Monday, July 15, 2013

Curse You, Emeli Sande!

Curse you and your catchy song and your funky name!  Really just the song; you can spell your name however you like.  (Fun Fact:  her given name is "Adele," but she didn't use it for her musical career for obvious reasons.)

Your song "Next to Me" is incredibly catchy.  I find myself wanting to sing along, and then I actually listened to the lyrics, and found I was offended.  Let's take a look-see:
You won’t find him drinking at the table  
Rolling dice and staying out ’til three 
You won’t ever find him be unfaithful  
You will find him, you’ll find him next to me
Wow, there's so much wrong with just that one stanza, I need to stop and take a breath before I start.


Okay, here goes.
  • Why should I care where your boyfriend goes??
  • It's very sloppy "logic" that a person who drinks and gambles is also going to be unfaithful.
  • It's also a false dichotomy that a person who is not unfaithful must then be attached to his girlfriend's hip 24/7.
This opening stanza is representative of the whole song.  Sande lists the places you won't find her boyfriend, but insists you'll find him "next to" her.  I find it rather offensive that, again, a significant other has to be "next to" their partner in order to be considered faithful.  I also find it suspect that a person would feel the need to insist to everyone else that said partner is "next to" her all the time.  Sounds a bit like the lady doth protest too much, y'know what I mean?

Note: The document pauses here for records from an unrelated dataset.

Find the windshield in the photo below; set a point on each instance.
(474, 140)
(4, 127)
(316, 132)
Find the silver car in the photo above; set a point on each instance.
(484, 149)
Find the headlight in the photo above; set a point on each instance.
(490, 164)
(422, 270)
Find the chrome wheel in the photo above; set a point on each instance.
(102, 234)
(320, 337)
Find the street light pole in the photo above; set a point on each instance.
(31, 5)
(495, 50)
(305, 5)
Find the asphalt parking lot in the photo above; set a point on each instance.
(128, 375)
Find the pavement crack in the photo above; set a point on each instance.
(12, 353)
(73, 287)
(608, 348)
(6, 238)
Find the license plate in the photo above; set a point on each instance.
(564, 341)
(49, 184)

Oh sure, there are some lyrics about her losing her money and faith, and this nameless man (because, of course, it IS a man *coughheteronormativecough*) will still be next to her, but again, who cares?  Why do you need to prove this to us, Emeli Sande?

Sadly, apparently a lot of people care.  Facebook ads1 would lead us to believe that there are whole segments of the population looking for mates who are "faithful."  Apparently there are so many unfaithful men out there, others feel the need to qualify their faithfulness.  I at first read "faithful" (on said ads) as a mention of spirituality or religiousness, but I was mistaken.  No, Facebook was truly asking if I wanted to meet "Single Black Faithful Men."  No, Facebook, I don't.  Clearly your algorithms aren't working correctly if you think that's where my tastes lie.  And again, there's a lot wrong with that "ad" as well, but this post isn't about that.

So good for you (I guess), Emeli Sande.  Facebook ads worked for you in finding a faithful mate!  I still find it offensive, and I will protest your damn catchy song by not singing along.  Not even a little bit.  I may even change the station (though I make no promises).